Jury gets case after Cosby painted as predator, victim


NORRISTOWN, Pa. (AP) — The jury in Bill Cosby's sexual assault case began deliberating today in the first big celebrity trial of the #MeToo era, weighing charges he drugged and molested a woman at his suburban Philadelphia home 14 years ago.

The panel of seven men and five women got the case after receiving final legal instructions from the judge.

Deliberations got underway after a marathon day of closing arguments Tuesday that portrayed the comedian both as a calculating predator who is finally being brought to justice and the victim of a multimillion-dollar frame-up by a "pathological liar."
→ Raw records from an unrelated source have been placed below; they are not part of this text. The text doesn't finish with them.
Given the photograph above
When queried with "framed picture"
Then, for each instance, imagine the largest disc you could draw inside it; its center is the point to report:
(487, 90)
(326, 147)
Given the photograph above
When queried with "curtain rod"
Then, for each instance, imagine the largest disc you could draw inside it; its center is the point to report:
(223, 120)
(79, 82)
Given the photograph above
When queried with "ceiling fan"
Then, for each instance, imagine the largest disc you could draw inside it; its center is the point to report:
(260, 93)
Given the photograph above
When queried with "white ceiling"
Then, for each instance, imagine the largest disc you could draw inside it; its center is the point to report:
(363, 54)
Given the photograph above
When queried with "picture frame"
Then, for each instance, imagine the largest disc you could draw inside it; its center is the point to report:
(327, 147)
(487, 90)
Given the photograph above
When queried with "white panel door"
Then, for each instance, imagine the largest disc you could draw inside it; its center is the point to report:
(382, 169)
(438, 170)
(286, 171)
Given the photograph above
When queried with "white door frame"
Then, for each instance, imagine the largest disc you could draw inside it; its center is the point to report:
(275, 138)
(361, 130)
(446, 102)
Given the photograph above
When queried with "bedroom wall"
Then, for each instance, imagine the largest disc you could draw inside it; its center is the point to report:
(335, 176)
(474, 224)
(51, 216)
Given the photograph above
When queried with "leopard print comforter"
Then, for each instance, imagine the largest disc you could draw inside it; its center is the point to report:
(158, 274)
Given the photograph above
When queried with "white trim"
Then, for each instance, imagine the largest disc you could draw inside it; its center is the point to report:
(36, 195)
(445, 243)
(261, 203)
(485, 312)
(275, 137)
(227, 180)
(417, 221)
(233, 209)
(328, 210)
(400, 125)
Cosby gave a quick fist pump and sashayed toward well-wishers chanting, "We love Bill!" as he arrived at the courthouse on a rainy morning.

The two-week trial pitted Cosby, the 80-year-old former TV star once revered as "America's Dad," against Andrea Constand, a former Temple University sports administrator who testified that he knocked her out with three pills he called "your friends" and molested her at his suburban Philadelphia mansion in January 2004.

"The time for the defendant to escape justice is over. It's finally time for the defendant to dine on the banquet of his own consequences," prosecutor Stewart Ryan told the jury.

Cosby's lawyers argued the charges were based on "flimsy, silly, ridiculous evidence."

The jury heard testimony from five other women who said that Cosby drugged and violated them, too. Before excusing the jurors to deliberate, Judge Steven O'Neill told them they could consider the women's testimony as possible evidence that Cosby had a pattern of predatory behavior, but he forbade them from using it to find the comedian is "a person of bad character."